Девушка с веслом - страница 36



Спустившись по обрывистому склону, ребята оказались у запруды. Сашка сел, спиной прислонившись к шершавому стволу серебристого тополя-белолистки, вполоборота к ручью, а Тая, сбросив свое многоцветное платье, окунулась в воду. Сашка старался не смотреть, но голова его, точно намагниченная, поворачивалась в сторону купальщицы. Он заметил, что подол брошенного платья касается воды, и вскочил, чтобы спасти одежку. Тая стояла по колено в ручье, крест-накрест закрывая руками грудь: верхняя часть купальника о десяти пальчатых бретельках имелась, а вот нижняя… Сашка не хотел быть сатиром, но девушка со взглядом птицы или, может, насекомого, кажется, позвала его, едва шевельнув губами: «Александр?» И Сашка, стерев все мысли, вторгся в Змейковский ручей.

Она была удобного роста: ее макушка как раз упиралась в его подбородок.

Часть Сашкиной одежды сбежала вниз по течению: они потом вместе искали мокрые брюки, майку, служившую чалмой, а одну кеду так и не нашли.

Как они не утонули, спрашивал себя после Сашка: то она, оказавшись внизу, уходила под воду, то он.

На вкус Тая была железистая, магниевая, сульфатная.
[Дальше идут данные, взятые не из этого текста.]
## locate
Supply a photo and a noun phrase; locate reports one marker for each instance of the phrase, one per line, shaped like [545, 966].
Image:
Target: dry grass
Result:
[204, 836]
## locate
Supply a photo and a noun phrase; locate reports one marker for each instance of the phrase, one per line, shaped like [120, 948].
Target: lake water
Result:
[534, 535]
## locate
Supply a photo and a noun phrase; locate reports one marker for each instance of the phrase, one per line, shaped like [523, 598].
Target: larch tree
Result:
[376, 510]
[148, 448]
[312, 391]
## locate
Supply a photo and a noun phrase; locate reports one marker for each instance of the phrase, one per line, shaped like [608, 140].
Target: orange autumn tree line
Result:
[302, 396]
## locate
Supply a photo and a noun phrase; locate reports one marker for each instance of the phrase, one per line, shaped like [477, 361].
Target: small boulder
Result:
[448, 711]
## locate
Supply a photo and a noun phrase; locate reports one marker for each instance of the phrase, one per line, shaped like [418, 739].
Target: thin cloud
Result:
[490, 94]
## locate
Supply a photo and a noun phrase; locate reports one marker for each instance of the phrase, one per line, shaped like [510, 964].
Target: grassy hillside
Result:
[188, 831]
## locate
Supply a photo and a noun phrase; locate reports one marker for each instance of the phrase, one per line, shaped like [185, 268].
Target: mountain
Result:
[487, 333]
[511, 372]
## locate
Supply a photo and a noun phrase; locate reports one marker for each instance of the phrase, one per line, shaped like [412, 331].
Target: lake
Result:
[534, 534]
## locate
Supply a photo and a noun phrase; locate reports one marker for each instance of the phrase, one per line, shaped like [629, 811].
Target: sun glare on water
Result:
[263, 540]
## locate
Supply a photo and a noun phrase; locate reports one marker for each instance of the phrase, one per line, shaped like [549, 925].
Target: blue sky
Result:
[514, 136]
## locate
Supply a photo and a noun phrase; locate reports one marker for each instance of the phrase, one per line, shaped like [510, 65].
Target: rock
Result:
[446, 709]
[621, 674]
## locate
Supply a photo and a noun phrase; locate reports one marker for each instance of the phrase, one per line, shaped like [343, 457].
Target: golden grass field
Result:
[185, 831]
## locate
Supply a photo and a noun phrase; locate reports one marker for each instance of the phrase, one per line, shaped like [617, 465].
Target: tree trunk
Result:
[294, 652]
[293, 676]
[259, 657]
Радиоактивная.

На берегу, гортанно напевая, она сплела два венка из плюща, куда вкрутила по чайной веточке, кизиловой, грушевой, по кустику колючей иглицы. Бензоножницы лежали тут же, но она рвала травы руками, даже колхидскую иглицу, а мочалистый стебель плюща перегрызла зубами. Потом торжественно водрузила один венок на его голову, другой – на свою. Венки отличались вплетенными цветами: пурпурный ятрышник во лбу венка – для него и белейшая вечерница – для нее. Сашка ничему не удивлялся: он думал, что так и должно быть. Пускай и колючая иглица: да, не только цветочки, всякое будет в их жизни, да. Глаза у девушки потеплели: насекомое уползло, птенец нашелся, хвощ срезали. Нет у нее никакого сотрясения, и повреждения мозга нет, понял Сашка. Она умна, она чертовски умна, умна, как… сорок тысяч студенток МГУ.

И вот двое, увенчанные дарами Змейковского ручья, взявшись за руки, вышли на тропу. У Сашки на плече – рюкзак, в левой руке – бензоножницы. Он шел в одной левой кеде – вначале он решил отдать ее Тае, но кеда оказалась слишком велика, и Тая сказала, что босиком ей привычнее; тогда Сашка твердо пообещал ей новые босоножки, самые лучшие, решив, что мотоцикл может подождать.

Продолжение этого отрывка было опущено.